Bleak picture painted of racism in Saskatchewan
Watch above: Winnipeg is in the spotlight with a Maclean’s article that claims racism is at its worst in our fellow prairie city. However, the article also paints a fairly bleak picture of racism in Saskatchewan, with our province coming in a close second. Kim Smith looks at what people in Regina are doing to help tackle racism.
REGINA – Winnipeg is in the spotlight this week because of a new Maclean’s article that’s claiming racism is at its worst in our fellow prairie city. However, the article also paints a bleak picture of racism in Saskatchewan, which came in at a close second.

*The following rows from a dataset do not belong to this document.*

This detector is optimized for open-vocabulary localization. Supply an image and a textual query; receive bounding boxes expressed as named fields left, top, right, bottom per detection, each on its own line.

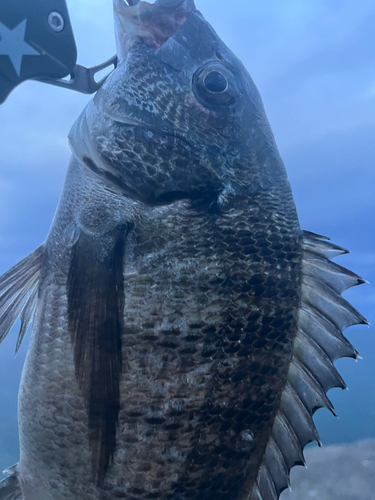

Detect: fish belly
left=20, top=180, right=302, bottom=500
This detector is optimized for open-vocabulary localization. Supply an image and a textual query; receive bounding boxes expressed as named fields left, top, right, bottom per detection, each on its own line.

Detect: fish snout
left=113, top=0, right=196, bottom=60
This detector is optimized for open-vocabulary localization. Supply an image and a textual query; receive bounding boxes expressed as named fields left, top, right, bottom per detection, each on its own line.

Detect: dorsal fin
left=0, top=246, right=43, bottom=351
left=250, top=231, right=368, bottom=500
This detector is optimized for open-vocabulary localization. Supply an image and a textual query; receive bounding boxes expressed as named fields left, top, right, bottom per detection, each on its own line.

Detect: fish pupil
left=204, top=71, right=228, bottom=94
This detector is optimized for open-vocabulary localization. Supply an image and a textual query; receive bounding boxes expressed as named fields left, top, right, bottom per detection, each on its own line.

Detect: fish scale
left=106, top=178, right=301, bottom=498
left=0, top=0, right=367, bottom=500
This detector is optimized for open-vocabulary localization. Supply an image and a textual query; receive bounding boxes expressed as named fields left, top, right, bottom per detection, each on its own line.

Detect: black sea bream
left=0, top=0, right=366, bottom=500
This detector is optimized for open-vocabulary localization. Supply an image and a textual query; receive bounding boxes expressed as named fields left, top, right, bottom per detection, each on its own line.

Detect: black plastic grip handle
left=0, top=0, right=77, bottom=104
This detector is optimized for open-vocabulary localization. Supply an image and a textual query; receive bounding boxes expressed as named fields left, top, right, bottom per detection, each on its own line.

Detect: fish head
left=70, top=0, right=286, bottom=204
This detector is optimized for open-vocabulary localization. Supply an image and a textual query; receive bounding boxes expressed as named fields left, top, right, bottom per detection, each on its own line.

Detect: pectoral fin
left=0, top=466, right=23, bottom=500
left=68, top=227, right=126, bottom=485
left=0, top=246, right=43, bottom=351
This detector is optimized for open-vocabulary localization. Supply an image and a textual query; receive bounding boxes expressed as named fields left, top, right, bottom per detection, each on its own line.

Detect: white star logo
left=0, top=19, right=41, bottom=76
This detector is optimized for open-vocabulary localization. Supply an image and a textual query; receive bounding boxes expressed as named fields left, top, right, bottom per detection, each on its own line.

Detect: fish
left=0, top=0, right=367, bottom=500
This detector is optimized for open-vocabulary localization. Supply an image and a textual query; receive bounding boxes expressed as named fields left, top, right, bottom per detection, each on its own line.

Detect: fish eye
left=203, top=71, right=229, bottom=94
left=193, top=63, right=235, bottom=106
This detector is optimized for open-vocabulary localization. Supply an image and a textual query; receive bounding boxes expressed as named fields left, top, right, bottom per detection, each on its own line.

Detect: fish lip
left=113, top=0, right=197, bottom=53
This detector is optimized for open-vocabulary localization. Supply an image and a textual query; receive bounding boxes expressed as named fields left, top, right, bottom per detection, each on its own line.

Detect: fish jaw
left=113, top=0, right=196, bottom=63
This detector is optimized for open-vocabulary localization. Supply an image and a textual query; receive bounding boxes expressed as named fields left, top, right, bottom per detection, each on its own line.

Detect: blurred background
left=0, top=0, right=375, bottom=482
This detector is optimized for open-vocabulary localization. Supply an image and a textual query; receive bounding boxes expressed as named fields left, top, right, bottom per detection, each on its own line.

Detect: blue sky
left=0, top=0, right=375, bottom=467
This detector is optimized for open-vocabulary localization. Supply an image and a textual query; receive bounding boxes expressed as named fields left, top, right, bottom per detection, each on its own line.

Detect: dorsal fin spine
left=250, top=231, right=368, bottom=500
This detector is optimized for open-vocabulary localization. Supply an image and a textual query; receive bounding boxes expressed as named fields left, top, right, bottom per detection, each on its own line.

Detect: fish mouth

The story in Maclean’s Thursday said “in poll after poll, Manitoba and Saskatchewan report the highest levels of racism in the country, often by a wide margin.”
Winnipeg Mayor Brian Bowman, visibly shaken by the story on Thursday, didn’t dispute the title of “Canada’s most racist city”
“We have a lot of work to do as a community,” said Bowman.
Regina’s mayor also admits we have work to do, but he doesn’t perceive the city to be particularly racist.
“There always are challenges, we’re all human and things happen but we have a great community and a caring city and province,” said Mayor Michael Fougere.
The North Central Family Centre works closely with aboriginal youth. A few of the moms who frequent the centre spoke to Global News about the impact that racism has had on their families.
“I’ve sat back and watched the way my husband’s been treated sometimes and I just kind of shake my head thinking, ‘you know if he was white it wouldn’t be like that’,” said Joan Sparvier, speaking about her husband who is Aboriginal.
“I do notice it. It hurts. The kids are smart. They see it.”
“She called me names, right to my face. ‘I didn’t belong here’ she said,” said Gale Stonechild, of an incident where she experienced racism.
“So I just walked away from her, held my head up high and just walked away.”
For the provincial government, it’s a matter of promoting understanding at a young age, including mandatory treaty education.
“In classrooms across the province we talk about how we’re all treaty people so that’s getting the context of Saskatchewan’s history,” said Greg Miller, acting deputy education minister.
While the Maclean’s story focuses on Winnipeg, the numbers seem to show Manitoba and Saskatchewan nearly neck-and-neck. According to the Canadian Institute for Identities and Migration, only six per cent of people in the two provinces consider aboriginal people “very trustworthy” and one in three people believe many racial stereotypes are accurate.